Understanding the FDA 483
A Form FDA 483, often called an “inspectional observation,” is a notice given by the U.S. Food and Drug Administration (FDA) to a company’s management at the conclusion of a facility inspection. The form lists the conditions or practices that may violate the Food, Drug, and Cosmetic Act and related acts. Receiving a 483 indicates that the FDA inspector found something wrong at the facility.
The Investigation Misstep:
The scenario we described is a example of this. Let’s understand:
- Initial Failure: A laboratory test is performed, the result is OOS (Assay: 94.8% against the limit of 95.0% to 105.0%) and a key system suitability parameter also fails in the Relative Standard Deviation (RSD) for bracketing standards is out of limit. This indicates that the analytical system itself (the instrument, column, etc.) isn’t performing reliably.
- The Wrong Tool: Instead of proceeding with an OOS investigation, the lab initiates a “lab incident” investigation. This is the critical mistake. An OOS investigation is a formal, rigorous process specifically designed to determine the root cause of a result that doesn’t meet its acceptance criteria.
- The FDA’s View: The FDA may considers this a serious issue. By avoiding the OOS procedure, the company is perceived as trying to hide or minimize a product quality issue. This may consider a violation of Current Good Manufacturing Practices (cGMP). It shows a lack of control and integrity in the quality system, which can lead to a 483, and potentially halt production and distribution.
Proper Procedure
The correct path is straight forward:
- OOS Investigation: If the system suitability is failed and run also produced an OOS result for the product, the OOS procedure must be initiated immediately. This is not optional. The investigation must determine if the OOS result is valid and, if so, what its root cause is.

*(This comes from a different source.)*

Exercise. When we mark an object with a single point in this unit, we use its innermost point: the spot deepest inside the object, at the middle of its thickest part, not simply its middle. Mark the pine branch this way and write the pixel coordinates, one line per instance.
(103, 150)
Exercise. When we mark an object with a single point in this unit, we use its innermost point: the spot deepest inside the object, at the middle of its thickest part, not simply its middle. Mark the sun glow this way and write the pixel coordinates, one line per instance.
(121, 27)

- Lab Incident (When Appropriate): A lab incident is appropriate only when a non-conformance occurs that does not lead to an OOS or Out-of-Trend (OOT) result. For example, if a system suitability parameter fails, but there is no OOS result and the failure is determined to be an equipment malfunction, a lab incident investigation is the correct tool to address the equipment issue.
In essence, an OOS result always triggers an OOS investigation, regardless of other concurrent failures. We can’t use a less formal tool to address a serious product quality issue.